Tuesday 5 April 2011

13 HOURS IN A WAREHOUSE

CONTAINS BIG ****ING SPOILERS, DUDE

How can you make a horror movie with no money? Well, one option is to make a regular movie but skimp on all the things that would have made it any good - get some friends and work colleagues to act in it for a laugh rather than hiring real actors, if you know someone in a band then get them to do the music, camcorders are cheap, and you can do the mutant piranha, octopus, locust or meerkat effects with relatively inexpensive (albeit rubbish) CGI. Alternatively, you can look at your resources - for example six performers, one location, two cars - and create something that you can actually afford to do. Whether the finished product stands or falls will then be more down to your actual filmmaking abilities rather than the result of a tiny budget badly spent, because while any idiot can make Mega Piranha for whatever tiny amount of money was spent on it, even Spielberg, Zemeckis or Soderbergh couldn't make it any good for that price.

13 Hours In A Warehouse has just six main speaking parts, three apparitions, two cars and apart from some opening exteriors, all takes place in one location - the warehouse. Five crooks steal a priceless artwork from a gallery, intending to sell it back for a cut of the commission paid out to the recoverer, but the operation doesn't go entirely as planned and they end up with a hostage. While they hole up overnight in a deserted warehouse owned by two of the crooks (they're brothers), it soon transpires that they are not alone: the numbers 32369 appear on the wall in blood and elsewhere, strange noises echo round the building and someone (or something) is hanging dead rats in nooses in a side room like some warped animal snuff theatre.

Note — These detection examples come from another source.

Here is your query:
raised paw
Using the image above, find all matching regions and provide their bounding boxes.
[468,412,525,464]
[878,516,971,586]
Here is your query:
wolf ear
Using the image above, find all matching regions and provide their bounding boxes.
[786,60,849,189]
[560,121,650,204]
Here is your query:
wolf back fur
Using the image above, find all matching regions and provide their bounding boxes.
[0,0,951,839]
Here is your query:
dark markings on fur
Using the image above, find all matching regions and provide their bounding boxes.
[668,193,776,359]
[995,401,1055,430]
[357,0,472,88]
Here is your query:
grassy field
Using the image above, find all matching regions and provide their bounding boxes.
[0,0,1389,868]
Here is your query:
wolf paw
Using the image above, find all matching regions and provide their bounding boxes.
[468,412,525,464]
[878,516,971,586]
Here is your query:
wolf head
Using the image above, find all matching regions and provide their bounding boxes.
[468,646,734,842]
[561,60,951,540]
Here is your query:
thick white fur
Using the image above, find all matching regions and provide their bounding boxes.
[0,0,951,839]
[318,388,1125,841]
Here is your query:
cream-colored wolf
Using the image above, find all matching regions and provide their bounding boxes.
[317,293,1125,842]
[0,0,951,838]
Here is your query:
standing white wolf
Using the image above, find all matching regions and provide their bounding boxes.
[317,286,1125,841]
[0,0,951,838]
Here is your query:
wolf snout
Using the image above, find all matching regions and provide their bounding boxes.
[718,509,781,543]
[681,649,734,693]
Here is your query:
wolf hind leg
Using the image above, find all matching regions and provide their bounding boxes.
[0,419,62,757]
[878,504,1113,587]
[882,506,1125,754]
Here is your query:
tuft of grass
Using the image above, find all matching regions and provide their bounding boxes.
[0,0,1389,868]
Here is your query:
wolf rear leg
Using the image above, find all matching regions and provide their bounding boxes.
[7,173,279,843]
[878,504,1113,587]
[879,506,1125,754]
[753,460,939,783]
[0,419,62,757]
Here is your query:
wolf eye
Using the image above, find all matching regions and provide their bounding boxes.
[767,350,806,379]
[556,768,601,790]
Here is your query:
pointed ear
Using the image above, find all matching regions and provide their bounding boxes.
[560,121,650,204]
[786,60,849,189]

What do the numbers mean? Did something unspeakable happen in this place years ago? While the hoods banter about the film career of Robin Williams (in what writer/director Dav Kaufman clearly intends as an echo of Reservoir Dogs' famous discussion of Like A Virgin) and plan to secretly double-cross each other, three strange supernatural figures bump them off in interesting ways. Their appearances are probably the best thing about the film: they have a genuinely creepy videotape look to them as if they're copied off a battered old VHS tape, and the first sight of one of these figures is a superbly timed "boo!" moment. One scene looks like it's trying to emulate Sadako crawling out of the TV set in Ringu, but (amusingly) she's coming out of a gents toilet instead. On the flipside, the characters are pretty unlikeable (except for the hostage, who's just a blank) and it drags in the talky scenes.

Result: a just about effective enough horror film that's absolutely no great shakes, but has clearly been made within its limitations, rather than ignoring the limitations then pleading budgetary deficiency as an excuse for why it's crap. None of the victims are remotely worth giving a damn about - they are foul-mouthed murderous crooks - and it isn't dazzlingly well acted or written, but the horror scenes are well enough done for the film to just about get by, and it's got a good creepy location and some good effects work with the spectral figures. That's more or less all it has going for it: it is borderline okay, but don't expect any kind of masterwork.